08. Aggregates
08_01 What are aggregates ?
-
Aggregate data is information derived from more than one rows at a time upon query. SQL has powerful features for dealing with aggregate data.
-
Count for example is an aggregate function, it returns the single value from a query that spans over many rows of data. E.g. if we want to know how many countries are represented in each region, this is where we see the true power of aggregate functions in SQL.
-
The
GROUP BY
clause groups the results, before calling the aggregate function. This allows us to apply the aggregate function to groups of data rather than the entire query.

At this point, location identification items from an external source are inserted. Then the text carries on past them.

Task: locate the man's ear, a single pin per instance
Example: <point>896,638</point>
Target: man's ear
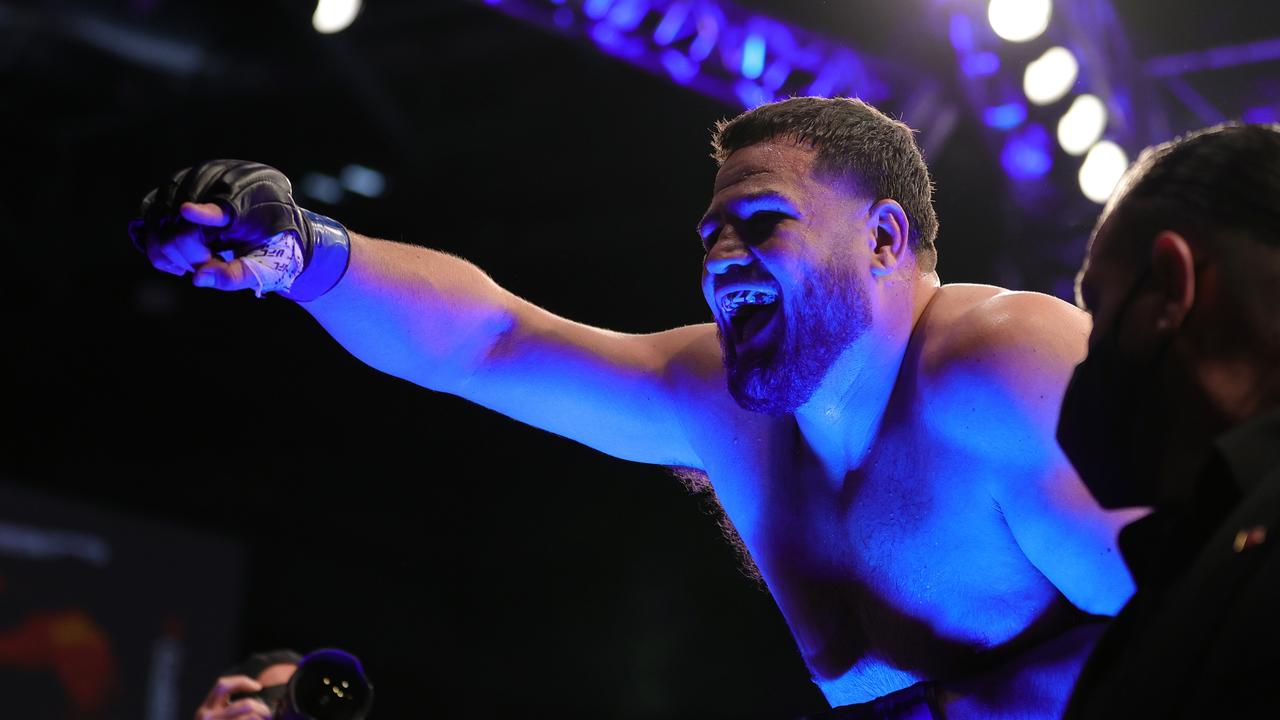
<point>1174,272</point>
<point>891,236</point>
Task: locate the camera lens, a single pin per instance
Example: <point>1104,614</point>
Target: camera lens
<point>330,684</point>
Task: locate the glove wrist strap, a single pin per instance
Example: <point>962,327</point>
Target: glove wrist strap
<point>330,255</point>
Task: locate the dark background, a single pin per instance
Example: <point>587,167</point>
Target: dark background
<point>478,566</point>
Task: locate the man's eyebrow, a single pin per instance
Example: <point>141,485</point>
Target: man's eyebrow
<point>746,205</point>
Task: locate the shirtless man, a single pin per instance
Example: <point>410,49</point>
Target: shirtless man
<point>883,445</point>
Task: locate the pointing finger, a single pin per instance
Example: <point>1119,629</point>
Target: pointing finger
<point>224,276</point>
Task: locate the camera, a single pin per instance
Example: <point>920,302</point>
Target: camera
<point>328,684</point>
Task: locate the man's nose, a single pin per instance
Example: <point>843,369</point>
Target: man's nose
<point>726,253</point>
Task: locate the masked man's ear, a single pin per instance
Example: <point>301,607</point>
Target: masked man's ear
<point>1174,274</point>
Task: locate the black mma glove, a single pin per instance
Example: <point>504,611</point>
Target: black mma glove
<point>259,203</point>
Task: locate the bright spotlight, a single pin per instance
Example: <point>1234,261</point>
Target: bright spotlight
<point>1050,77</point>
<point>1102,169</point>
<point>1019,21</point>
<point>334,16</point>
<point>1082,124</point>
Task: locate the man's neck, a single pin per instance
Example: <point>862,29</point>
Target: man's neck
<point>841,420</point>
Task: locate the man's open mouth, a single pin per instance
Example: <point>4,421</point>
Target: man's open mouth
<point>749,311</point>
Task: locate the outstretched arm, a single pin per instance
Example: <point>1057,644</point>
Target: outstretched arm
<point>429,317</point>
<point>439,322</point>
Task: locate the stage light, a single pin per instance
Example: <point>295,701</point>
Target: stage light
<point>1082,126</point>
<point>1027,153</point>
<point>334,16</point>
<point>325,188</point>
<point>1050,77</point>
<point>753,57</point>
<point>1019,21</point>
<point>1005,117</point>
<point>362,181</point>
<point>1102,169</point>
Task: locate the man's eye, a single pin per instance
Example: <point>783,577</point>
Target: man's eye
<point>763,223</point>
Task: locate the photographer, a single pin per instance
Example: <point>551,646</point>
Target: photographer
<point>257,671</point>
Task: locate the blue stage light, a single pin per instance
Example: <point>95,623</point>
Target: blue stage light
<point>668,27</point>
<point>1005,117</point>
<point>753,57</point>
<point>1027,153</point>
<point>680,68</point>
<point>597,9</point>
<point>1261,115</point>
<point>981,64</point>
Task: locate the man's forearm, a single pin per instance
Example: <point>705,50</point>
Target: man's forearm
<point>1033,684</point>
<point>414,313</point>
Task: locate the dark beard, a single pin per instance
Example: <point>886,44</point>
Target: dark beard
<point>832,310</point>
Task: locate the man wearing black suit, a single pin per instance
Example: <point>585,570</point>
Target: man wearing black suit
<point>1178,406</point>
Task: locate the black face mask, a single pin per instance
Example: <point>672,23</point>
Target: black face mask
<point>1102,428</point>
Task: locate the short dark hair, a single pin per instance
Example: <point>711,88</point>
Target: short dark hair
<point>1208,183</point>
<point>1220,188</point>
<point>855,142</point>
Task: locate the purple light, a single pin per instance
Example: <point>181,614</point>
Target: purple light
<point>753,57</point>
<point>961,33</point>
<point>981,64</point>
<point>668,28</point>
<point>1027,153</point>
<point>1005,117</point>
<point>629,13</point>
<point>708,32</point>
<point>750,94</point>
<point>1261,115</point>
<point>595,9</point>
<point>680,68</point>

-- Groups the count of countries in a region in desc order
SELECT Region, COUNT(*) AS Count
FROM Country
GROUP BY Region
ORDER BY Count DESC, Region
;
-- Album DB - Find how many tracks each album has, we group by album id and order by number of tracks
- This also works with JOIN queries.
SELECT a.title AS Album, COUNT(t.track_number) as Tracks
FROM track AS t
JOIN album AS a
ON a.id = t.album_id
GROUP BY a.id
ORDER BY Tracks DESC, Album
;
- We can use the
HAVING
clause to specify some conditions in aggregate functions.

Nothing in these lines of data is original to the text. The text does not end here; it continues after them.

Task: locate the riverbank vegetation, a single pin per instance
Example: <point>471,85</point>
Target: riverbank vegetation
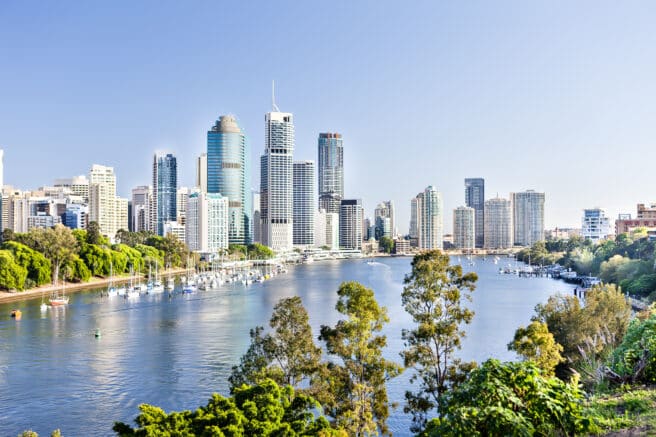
<point>583,370</point>
<point>43,256</point>
<point>629,261</point>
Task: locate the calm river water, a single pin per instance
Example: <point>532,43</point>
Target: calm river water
<point>175,352</point>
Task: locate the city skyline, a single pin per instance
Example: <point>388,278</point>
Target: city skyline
<point>526,90</point>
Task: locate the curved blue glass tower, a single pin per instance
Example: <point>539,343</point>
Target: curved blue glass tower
<point>228,173</point>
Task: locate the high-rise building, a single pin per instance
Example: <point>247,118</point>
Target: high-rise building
<point>257,220</point>
<point>2,181</point>
<point>76,216</point>
<point>498,224</point>
<point>350,224</point>
<point>475,198</point>
<point>414,215</point>
<point>326,234</point>
<point>201,172</point>
<point>176,229</point>
<point>207,224</point>
<point>142,198</point>
<point>595,224</point>
<point>464,227</point>
<point>228,173</point>
<point>122,218</point>
<point>276,182</point>
<point>528,217</point>
<point>79,186</point>
<point>304,203</point>
<point>429,219</point>
<point>181,203</point>
<point>384,220</point>
<point>102,199</point>
<point>165,186</point>
<point>331,171</point>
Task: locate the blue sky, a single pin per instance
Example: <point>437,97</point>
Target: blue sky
<point>556,96</point>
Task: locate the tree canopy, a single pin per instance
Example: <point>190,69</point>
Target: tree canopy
<point>265,409</point>
<point>433,296</point>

SELECT a.title AS Album, COUNT(t.track_number) AS Tracks
FROM track AS t
JOIN album AS a
ON a.id = t.album_id
GROUP BY a.id
HAVING Tracks >= 10
ORDER BY Tracks DESC, Album
;
- Using
WHERE
as well asHAVING
clause:
SELECT a.title AS Album, COUNT(t.track_number) as Tracks
FROM track AS t
JOIN album AS a
ON a.id = t.album_id
WHERE a.artist = 'The Beatles'
GROUP BY a.id
HAVING Tracks >= 10
ORDER BY Tracks DESC, Album
;
-
WHERE clause is used before the group by clause. WHERE clause operates on the data before the aggregation, and the
HAVING
clause has to be after the group by clause, because the having operation operates on the aggregated data, after it’s been aggregated. -
HAVING
is for aggregate data andWHERE
is for non-aggregate data. SQL has powerful tools to operate on aggregate data. Aggregate functions operate on groups of rows rather than individual rows. They are useful on joined queries as well as straight queries. Having clause is for filtering the aggregate queries, just how where clause filters the non-aggregate queries.

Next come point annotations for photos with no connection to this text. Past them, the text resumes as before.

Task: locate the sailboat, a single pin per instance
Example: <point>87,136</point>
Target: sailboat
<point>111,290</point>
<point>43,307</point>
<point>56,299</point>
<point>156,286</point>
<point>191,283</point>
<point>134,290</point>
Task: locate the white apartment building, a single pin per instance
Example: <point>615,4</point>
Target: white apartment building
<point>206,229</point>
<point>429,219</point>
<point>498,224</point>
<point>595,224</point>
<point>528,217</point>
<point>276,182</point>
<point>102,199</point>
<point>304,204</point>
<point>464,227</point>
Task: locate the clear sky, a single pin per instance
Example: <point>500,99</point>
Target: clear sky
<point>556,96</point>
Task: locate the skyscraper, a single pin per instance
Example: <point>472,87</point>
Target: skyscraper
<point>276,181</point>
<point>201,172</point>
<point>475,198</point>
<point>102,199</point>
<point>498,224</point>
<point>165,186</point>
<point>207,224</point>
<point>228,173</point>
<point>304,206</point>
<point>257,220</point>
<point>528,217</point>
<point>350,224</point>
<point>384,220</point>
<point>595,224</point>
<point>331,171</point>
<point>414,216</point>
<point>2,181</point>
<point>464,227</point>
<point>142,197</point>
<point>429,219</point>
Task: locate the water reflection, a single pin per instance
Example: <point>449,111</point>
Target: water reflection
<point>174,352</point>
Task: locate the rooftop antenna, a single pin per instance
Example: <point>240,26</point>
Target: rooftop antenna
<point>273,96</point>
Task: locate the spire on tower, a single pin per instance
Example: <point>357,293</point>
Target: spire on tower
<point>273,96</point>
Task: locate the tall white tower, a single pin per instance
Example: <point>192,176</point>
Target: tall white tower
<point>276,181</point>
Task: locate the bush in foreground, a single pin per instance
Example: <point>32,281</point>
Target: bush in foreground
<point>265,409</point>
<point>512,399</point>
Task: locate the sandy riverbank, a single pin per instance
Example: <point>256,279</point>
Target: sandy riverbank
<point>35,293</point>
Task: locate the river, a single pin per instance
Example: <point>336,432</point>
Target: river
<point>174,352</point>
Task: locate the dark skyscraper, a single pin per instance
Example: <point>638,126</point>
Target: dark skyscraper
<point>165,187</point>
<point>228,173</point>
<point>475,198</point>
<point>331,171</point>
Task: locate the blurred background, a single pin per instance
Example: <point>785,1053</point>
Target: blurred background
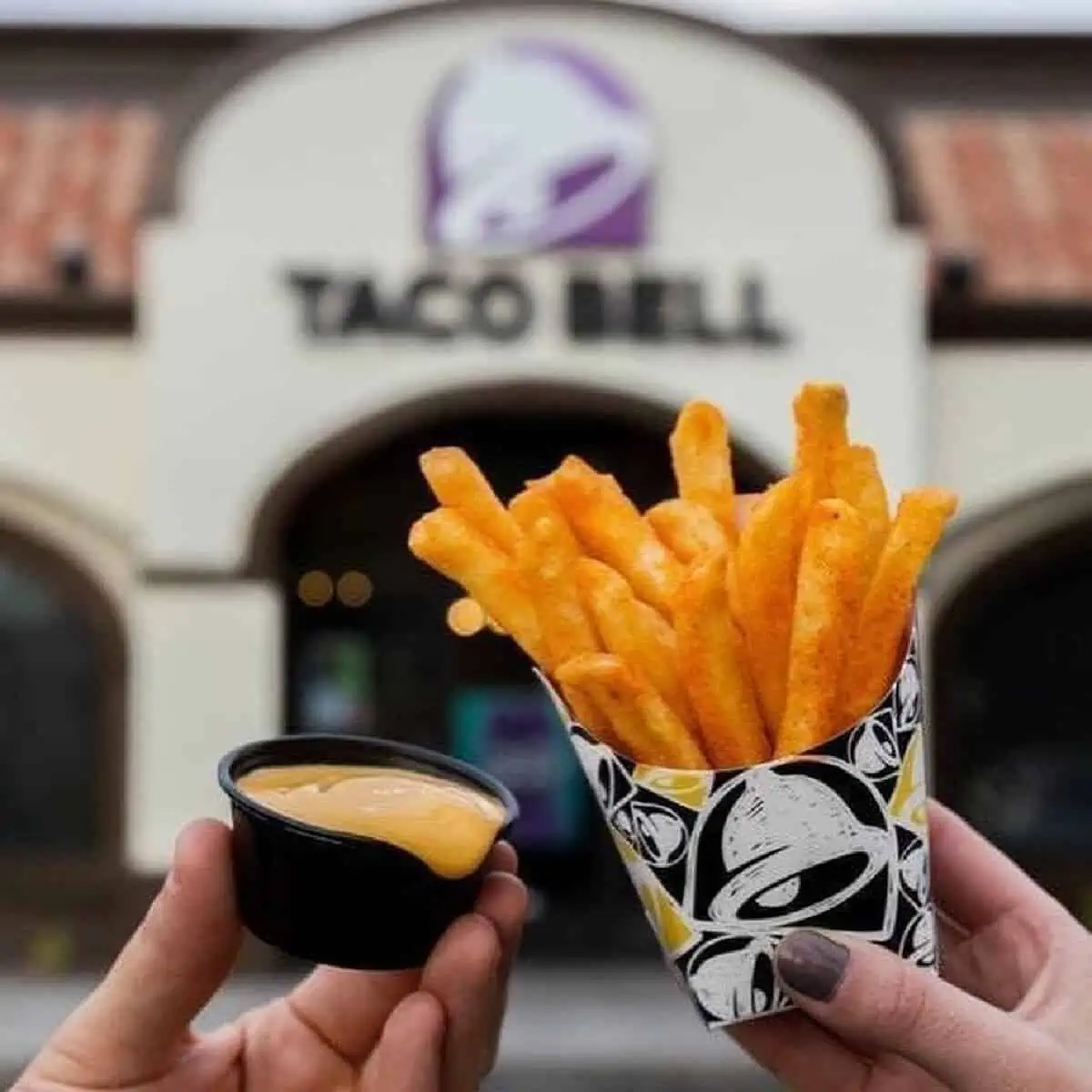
<point>256,257</point>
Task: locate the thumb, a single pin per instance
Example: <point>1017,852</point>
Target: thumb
<point>134,1026</point>
<point>876,1002</point>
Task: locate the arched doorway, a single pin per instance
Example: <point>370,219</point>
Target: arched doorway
<point>63,671</point>
<point>1013,736</point>
<point>376,654</point>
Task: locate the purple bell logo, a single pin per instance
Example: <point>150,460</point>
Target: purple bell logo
<point>533,147</point>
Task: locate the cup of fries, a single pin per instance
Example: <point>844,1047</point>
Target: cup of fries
<point>740,678</point>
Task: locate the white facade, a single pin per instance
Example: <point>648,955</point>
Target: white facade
<point>148,459</point>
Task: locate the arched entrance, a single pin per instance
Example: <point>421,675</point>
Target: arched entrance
<point>1013,735</point>
<point>371,652</point>
<point>63,685</point>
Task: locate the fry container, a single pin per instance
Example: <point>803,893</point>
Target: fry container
<point>729,862</point>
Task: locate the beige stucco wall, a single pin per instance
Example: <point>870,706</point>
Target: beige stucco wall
<point>207,677</point>
<point>1006,420</point>
<point>71,423</point>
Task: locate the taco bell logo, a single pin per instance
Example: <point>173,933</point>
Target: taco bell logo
<point>534,147</point>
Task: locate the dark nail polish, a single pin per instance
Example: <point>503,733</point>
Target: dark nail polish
<point>812,965</point>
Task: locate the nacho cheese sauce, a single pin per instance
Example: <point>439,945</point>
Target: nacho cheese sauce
<point>446,824</point>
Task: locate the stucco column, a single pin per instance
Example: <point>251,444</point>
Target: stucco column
<point>207,676</point>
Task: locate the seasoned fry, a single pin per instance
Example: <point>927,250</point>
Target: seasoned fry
<point>713,661</point>
<point>830,589</point>
<point>887,612</point>
<point>612,530</point>
<point>447,541</point>
<point>703,462</point>
<point>767,562</point>
<point>536,501</point>
<point>689,530</point>
<point>633,632</point>
<point>820,410</point>
<point>458,484</point>
<point>583,708</point>
<point>715,628</point>
<point>465,617</point>
<point>546,562</point>
<point>650,732</point>
<point>856,480</point>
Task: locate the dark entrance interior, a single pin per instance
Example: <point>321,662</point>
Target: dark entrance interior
<point>60,674</point>
<point>369,649</point>
<point>1013,733</point>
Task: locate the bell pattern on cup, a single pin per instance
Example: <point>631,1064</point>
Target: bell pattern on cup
<point>726,863</point>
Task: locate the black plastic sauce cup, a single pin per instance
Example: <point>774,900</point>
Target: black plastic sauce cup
<point>341,899</point>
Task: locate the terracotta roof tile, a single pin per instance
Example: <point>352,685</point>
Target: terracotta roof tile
<point>1011,192</point>
<point>72,178</point>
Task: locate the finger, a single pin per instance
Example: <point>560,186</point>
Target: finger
<point>502,858</point>
<point>503,902</point>
<point>879,1004</point>
<point>463,976</point>
<point>975,882</point>
<point>802,1055</point>
<point>409,1057</point>
<point>135,1025</point>
<point>348,1009</point>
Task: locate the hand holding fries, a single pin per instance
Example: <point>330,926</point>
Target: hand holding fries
<point>713,631</point>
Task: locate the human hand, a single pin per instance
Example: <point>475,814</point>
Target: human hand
<point>1014,1010</point>
<point>430,1031</point>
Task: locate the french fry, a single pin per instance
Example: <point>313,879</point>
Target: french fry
<point>536,501</point>
<point>713,663</point>
<point>767,562</point>
<point>546,562</point>
<point>465,617</point>
<point>612,530</point>
<point>887,612</point>
<point>856,480</point>
<point>829,592</point>
<point>460,485</point>
<point>820,410</point>
<point>640,719</point>
<point>703,462</point>
<point>447,541</point>
<point>689,530</point>
<point>632,631</point>
<point>582,705</point>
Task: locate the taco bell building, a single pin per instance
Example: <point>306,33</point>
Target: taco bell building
<point>525,229</point>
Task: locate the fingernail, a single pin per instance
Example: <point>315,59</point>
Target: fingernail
<point>812,965</point>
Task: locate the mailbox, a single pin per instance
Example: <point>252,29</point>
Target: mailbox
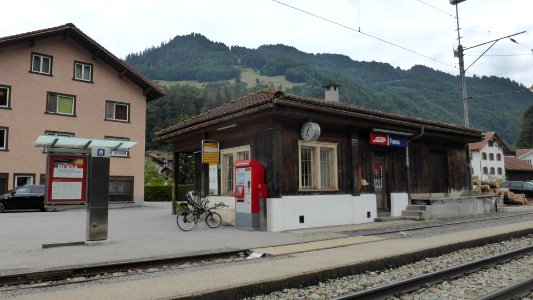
<point>248,190</point>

08_02 Using aggregate functions
- SQL provides a number of functions that operate on aggregate values. AVG, MAX, MIN, COUNT are some of the examples. Queries using these can be as follows:
SELECT COUNT(Population) FROM Country;
SELECT AVG(Population) FROM Country;
SELECT Region, ROUND(AVG(Population),2) AS 'Avg. Population' FROM Country GROUP BY Region;
SELECT Region, MIN(Population), MAX(Population) FROM Country GROUP BY Region;
SELECT Region, SUM(Population) FROM Country GROUP BY Region;
08_03 Aggregating on Distinct Values
- If and when you want your aggregate functions to operate on distinct values, SQL has the distinct keyword to be used in aggregate functions. Some of the example queries are as follows:
--Count columns that have a value for HeadOfState
SELECT COUNT(HeadOfState) FROM Country;
-- Shows us that there are lots of duplicate values as individuals like Elisabeth II are head of multiple states
SELECT Name,HeadOfState FROM Country ORDER BY HeadOfState;
--To Count Distinct values only we do following:
SELECT COUNT(DISTINCT(HeadOfState)) FROM Country;
- By removing duplicates we are no longer counting just rows, we are counting each distinct value. The distinct keyword can be used with any of the aggregate functions. It’s used to remove duplicates before the aggregate is called.